AOL notes: “87% of brands and agencies plan to increase spend in Display and Video up to 50% in the next year.”
“What started as a way to automate real-time bidding on remnant inventory has evolved into a force for innovation across numerous areas of the advertising landscape, including the trading of premium display and videos buys,” Allie Kline, chief marketing officer of AOL Platforms, told Real-Time Daily. “Programmatic is moving out of the minor leagues.”
Ad technology is not without its faults, however, and brands, agencies and publishers all agree that inventory quality is a serious concern. It has been a known and documented issue for months now, and still progress has been slow, if not absent.
“Inventory quality” is one of the top two challenges that brands, agencies and publishers all face with programmatic -- with agencies and publishers citing is as their biggest hurdle. For brands, the number one issue is transparency, followed by inventory quality and technology complexity. Transparency and technology complexity are the second and third biggest challenges for agencies.
Publishers, on the other hand, don’t cite transparency as an issue -- instead noting that education and measurement are their second and third biggest challenges, respectively.
While the “technology complexity” is a major problem, according to the survey, advertisers aren’t doing themselves many favors. AOL’s survey says that 73% of buyers are working with up to 20 different vendors.
“This shows that while consolidation may be happening at a corporate level, the effects of it have not yet trickled down to the transactional level, requiring numerous partners throughout the process,” AOL theorizes.
The complexity can perhaps be blamed for another complaint buyers and sellers share: Nearly 60% of all respondents say digital media buying and selling is still too time consuming.

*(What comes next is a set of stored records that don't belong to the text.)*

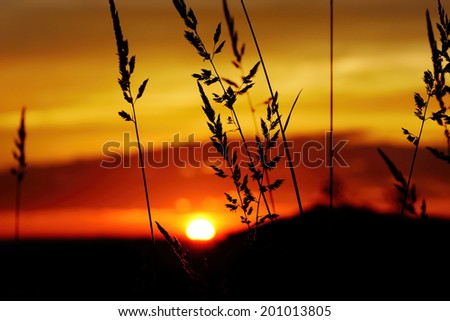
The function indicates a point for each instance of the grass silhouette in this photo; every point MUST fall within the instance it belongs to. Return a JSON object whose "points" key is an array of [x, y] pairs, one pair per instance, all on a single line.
{"points": [[244, 196], [19, 171], [276, 110], [435, 87], [126, 69]]}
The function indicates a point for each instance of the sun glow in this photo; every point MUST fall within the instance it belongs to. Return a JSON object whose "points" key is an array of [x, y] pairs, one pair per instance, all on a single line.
{"points": [[201, 230]]}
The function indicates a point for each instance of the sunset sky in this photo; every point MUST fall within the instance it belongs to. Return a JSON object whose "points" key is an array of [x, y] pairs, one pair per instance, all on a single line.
{"points": [[58, 58]]}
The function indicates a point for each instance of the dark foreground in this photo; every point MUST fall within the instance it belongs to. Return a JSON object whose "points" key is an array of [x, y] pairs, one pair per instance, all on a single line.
{"points": [[350, 255]]}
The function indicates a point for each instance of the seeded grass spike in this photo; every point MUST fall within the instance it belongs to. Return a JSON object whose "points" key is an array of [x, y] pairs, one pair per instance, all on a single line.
{"points": [[126, 69], [435, 87], [19, 171], [228, 98], [402, 188], [280, 123]]}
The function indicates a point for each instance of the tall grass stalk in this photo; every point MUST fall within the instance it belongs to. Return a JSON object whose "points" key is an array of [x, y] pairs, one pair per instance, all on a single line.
{"points": [[219, 138], [280, 124], [435, 86], [19, 171], [126, 68], [331, 192], [238, 52], [413, 162]]}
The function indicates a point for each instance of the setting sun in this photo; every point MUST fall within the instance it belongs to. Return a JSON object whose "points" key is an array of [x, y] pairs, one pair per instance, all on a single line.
{"points": [[200, 229]]}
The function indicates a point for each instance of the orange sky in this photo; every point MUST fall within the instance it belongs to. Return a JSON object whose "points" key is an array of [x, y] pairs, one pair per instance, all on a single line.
{"points": [[58, 58]]}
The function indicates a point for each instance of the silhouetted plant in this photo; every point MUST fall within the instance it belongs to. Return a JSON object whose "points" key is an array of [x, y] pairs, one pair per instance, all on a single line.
{"points": [[182, 253], [244, 197], [126, 69], [435, 87], [277, 113], [402, 186], [19, 171]]}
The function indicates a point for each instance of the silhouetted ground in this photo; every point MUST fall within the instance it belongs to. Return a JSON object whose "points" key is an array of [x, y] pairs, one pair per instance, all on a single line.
{"points": [[349, 255]]}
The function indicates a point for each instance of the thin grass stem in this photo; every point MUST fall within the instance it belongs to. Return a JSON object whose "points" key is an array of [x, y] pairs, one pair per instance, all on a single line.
{"points": [[282, 129], [331, 103], [416, 149]]}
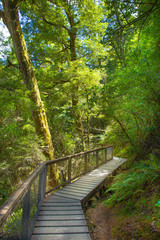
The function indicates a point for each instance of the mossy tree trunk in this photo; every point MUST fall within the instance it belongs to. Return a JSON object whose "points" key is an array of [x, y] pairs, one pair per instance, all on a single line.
{"points": [[10, 18]]}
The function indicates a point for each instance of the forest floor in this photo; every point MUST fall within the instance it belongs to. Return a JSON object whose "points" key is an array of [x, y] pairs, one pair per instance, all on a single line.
{"points": [[106, 223]]}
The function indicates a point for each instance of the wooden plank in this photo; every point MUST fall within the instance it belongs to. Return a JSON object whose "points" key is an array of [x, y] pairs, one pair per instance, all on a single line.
{"points": [[60, 223], [58, 212], [61, 216], [66, 196], [63, 229], [65, 217], [60, 208], [62, 204]]}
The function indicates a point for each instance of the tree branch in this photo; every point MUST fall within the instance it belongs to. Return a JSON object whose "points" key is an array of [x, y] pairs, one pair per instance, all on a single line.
{"points": [[10, 64], [55, 25]]}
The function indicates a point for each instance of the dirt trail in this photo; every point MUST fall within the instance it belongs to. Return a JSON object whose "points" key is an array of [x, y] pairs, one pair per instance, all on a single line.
{"points": [[100, 220]]}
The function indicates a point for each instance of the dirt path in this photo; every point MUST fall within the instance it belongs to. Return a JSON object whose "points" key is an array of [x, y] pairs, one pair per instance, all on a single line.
{"points": [[103, 222], [100, 221]]}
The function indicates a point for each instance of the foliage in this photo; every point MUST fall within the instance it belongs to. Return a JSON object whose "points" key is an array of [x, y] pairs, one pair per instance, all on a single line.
{"points": [[131, 188]]}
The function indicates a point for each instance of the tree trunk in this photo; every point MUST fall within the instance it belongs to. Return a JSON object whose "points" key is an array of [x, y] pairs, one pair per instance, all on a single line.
{"points": [[11, 20]]}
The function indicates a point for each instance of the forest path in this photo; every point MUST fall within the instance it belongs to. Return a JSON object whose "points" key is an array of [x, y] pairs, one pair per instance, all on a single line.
{"points": [[61, 215]]}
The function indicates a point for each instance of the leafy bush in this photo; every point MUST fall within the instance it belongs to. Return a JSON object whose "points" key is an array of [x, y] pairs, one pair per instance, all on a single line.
{"points": [[130, 186]]}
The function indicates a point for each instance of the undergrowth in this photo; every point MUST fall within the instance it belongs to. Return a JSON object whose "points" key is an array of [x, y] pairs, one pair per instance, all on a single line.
{"points": [[137, 192]]}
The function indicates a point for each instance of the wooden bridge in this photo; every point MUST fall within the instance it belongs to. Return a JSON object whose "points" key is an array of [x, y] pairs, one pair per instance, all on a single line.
{"points": [[32, 213]]}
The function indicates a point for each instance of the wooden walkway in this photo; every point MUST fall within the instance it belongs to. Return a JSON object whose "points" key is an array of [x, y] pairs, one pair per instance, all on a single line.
{"points": [[61, 215]]}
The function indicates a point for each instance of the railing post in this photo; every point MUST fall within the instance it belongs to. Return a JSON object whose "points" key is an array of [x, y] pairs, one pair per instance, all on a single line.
{"points": [[105, 154], [112, 152], [25, 235], [69, 169], [85, 161], [42, 185], [97, 158]]}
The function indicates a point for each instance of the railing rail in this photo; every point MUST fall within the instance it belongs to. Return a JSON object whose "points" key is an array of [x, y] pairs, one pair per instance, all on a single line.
{"points": [[19, 213]]}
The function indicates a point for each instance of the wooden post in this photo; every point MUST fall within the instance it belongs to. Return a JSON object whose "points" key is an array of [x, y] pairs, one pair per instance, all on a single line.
{"points": [[85, 162], [97, 159], [105, 154], [69, 169], [40, 188], [25, 235], [42, 185], [111, 152]]}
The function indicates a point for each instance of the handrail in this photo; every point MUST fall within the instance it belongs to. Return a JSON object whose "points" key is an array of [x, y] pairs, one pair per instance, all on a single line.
{"points": [[10, 203], [18, 214]]}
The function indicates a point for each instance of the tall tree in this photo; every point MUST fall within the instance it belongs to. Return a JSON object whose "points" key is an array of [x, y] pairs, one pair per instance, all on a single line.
{"points": [[10, 17]]}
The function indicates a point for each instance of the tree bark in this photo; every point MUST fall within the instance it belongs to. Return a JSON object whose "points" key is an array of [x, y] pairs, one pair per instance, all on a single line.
{"points": [[11, 20]]}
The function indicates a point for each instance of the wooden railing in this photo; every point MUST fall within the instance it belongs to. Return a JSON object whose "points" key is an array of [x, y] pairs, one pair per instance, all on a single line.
{"points": [[19, 213]]}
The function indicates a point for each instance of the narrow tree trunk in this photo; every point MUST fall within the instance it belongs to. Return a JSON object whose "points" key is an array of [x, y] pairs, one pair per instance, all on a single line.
{"points": [[11, 20]]}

Please note that Radio should be included here in the future as Jelli offers End to End Programmatic for Terrestrial Radio!
Thank you
The fact that 13% of the advertiser respondents in a survey of this kind claim that they "use" programmatic to buy TV time doesn't impress me. Aside from issues like whether the sample is a true cross section of advertisers and whether its findings are weighted by the size of their media/promotional budgets ( not likely ), one wonders how many of those answering actually understand what programmatic buying really is. Even if we accept the 13% figure as accurate, one might also ask, how much money is represented here and what kinds of buys are they talking about---- those involving network TV, local time on stations, small audience digital cable channels? And, just for the sake of it , how many of the 13% who say they use programmatic to buy TV time do so for branding as opposed to promotional activities? The finding in the same study, that agency respondents made considerably fewer programmatic TV buying claims suggests that some, or perhaps, many of the advertiser respondents were referring to promotional budgets and buys they make themselves or via specialized shops.